Creo que todo el mundo tendrá en mente a esas figuras humanas de regusto arcaico, figuras románicas de rostros hieráticos, indumentaria de la época, grandes ojos, cejas redondeadas y ademanes rígidos. Excusado es decir que son imágenes de tiempos altomedievales donde la industria no iba más allá de la artesanía y la vida era mayoritariamente rústica, y por ende, fuertemente ligada a la agricultura. Llegados a este punto no costará mucho hacernos una somera idea de que León era un territorio escasamente poblado, con escasos núcleos de población dignos de tal nombre y, consecuentemente, con grandes superficies forestales. 

Tampoco hay que esforzarse para reconocer que la Administración era algo testimonial que serviría para recaudar impuestos y hacer llamamientos a la guerra si era llegado el caso. Imposible suponer que existieran operativos contra incendios al margen de lo que pudiera suponer la colaboración ciudadana, menos aún ideas conservacionistas o proteccionistas. Con tal motivo es plausible suponer que la rentabilidad de los montes consistía en su aprovechamiento para leña, madera, pastos, caza y quién sabe si también frutos del bosque.

Con grandes extensiones boscosas, forzado es suponer que la fauna sería muchísimo más abundante. Y hasta aquí nuestra pincelada sobre el hipotético paisaje del León Medieval. Añadamos una nueva derivada que aún pervive en nuestros días aunque muy decaída, me refiero a la trashumancia de ganado, principalmente ovino y el aprovechamiento del ganado en régimen extensivo, en resumen, un sistema de vida autárquico. Introduzcamos ahora la variable de los incendios. Como primera providencia aceptaremos que las masas boscosas estaban mucho más asilvestradas de lo que pueden estar en la actualidad.

Por lo tanto los incendios que se produjeran en aquellos tiempos nada tendrían que envidiar a los pavorosos incendios de sexta generación que hoy se achacan al cambio climático y al abandono del monte. Súmese que ni existía la UME ni las BRIFs y sin embargo no hay constancia de que los incendios hubieran diezmado nuestros pueblos, montes y montañas. Conviene señalar que la vegetación autóctona era infinitamente más resistente al fuego que las especies de recientemente introducidas y explotadas sin preocuparse por su impacto.

Por si fuera poco, se habían desbrozado montes para el aprovechamiento de pastos y la abundante fauna salvaje, junto al ganado doméstico que pastaba libre, eran un firme aliado para combatir el fuego por su permanente labor de limpieza del sotobosque. Súmese la obligada participación ciudadana en las tareas de extinción sobre todo cuando peligraban sus bienes. Aquella gente no podía esperar el concurso de medios como los actuales pero tampoco se veía importunada por la, muchas veces, inoperante y hasta contraproducente tutela de la Administración, siempre al dictado de directrices políticas. Eran eficaces bomberos forestales.

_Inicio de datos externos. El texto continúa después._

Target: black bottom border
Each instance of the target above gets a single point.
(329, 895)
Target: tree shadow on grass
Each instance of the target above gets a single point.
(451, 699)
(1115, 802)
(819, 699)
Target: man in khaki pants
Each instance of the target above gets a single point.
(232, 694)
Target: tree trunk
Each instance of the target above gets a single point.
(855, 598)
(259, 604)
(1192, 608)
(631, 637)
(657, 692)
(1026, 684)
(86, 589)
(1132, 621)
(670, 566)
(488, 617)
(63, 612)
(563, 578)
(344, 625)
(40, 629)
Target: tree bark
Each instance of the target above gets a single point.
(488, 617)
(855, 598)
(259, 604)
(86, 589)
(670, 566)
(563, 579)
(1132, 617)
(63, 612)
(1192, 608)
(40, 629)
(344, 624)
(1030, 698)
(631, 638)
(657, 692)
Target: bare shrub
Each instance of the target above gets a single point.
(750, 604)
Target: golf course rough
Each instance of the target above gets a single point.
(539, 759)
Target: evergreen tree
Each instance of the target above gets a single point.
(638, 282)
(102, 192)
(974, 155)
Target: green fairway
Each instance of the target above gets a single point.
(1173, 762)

Es decir, todas las disculpas mencionadas en el primer párrafo no se sostienen y las palabras de Suárez-Quiñones carecen de crédito. Su única salida elegante es dimitir. Por cierto, su enfermiza obsesión por perseguir al lobo se puede incardinar en todo lo anterior. Cabe suponer que la población lupina de aquel tiempo sería mucho más numerosa que la actual dado que disponía de más enclaves en los que prosperar sin sobresaltos y la trashumancia ofrecía grandes facilidades para el ataque indiscriminado a los rebaños en tránsito, pero sin duda la protección con mastines reducía los daños ocasionados y nunca se supo que la viabilidad de la cabaña ganadera hubiera peligrado por la acometividad de este cánido. Enfermedades como la Lengua Azul causan muchas más bajas y no crean tanta alarma entre la opinión pública.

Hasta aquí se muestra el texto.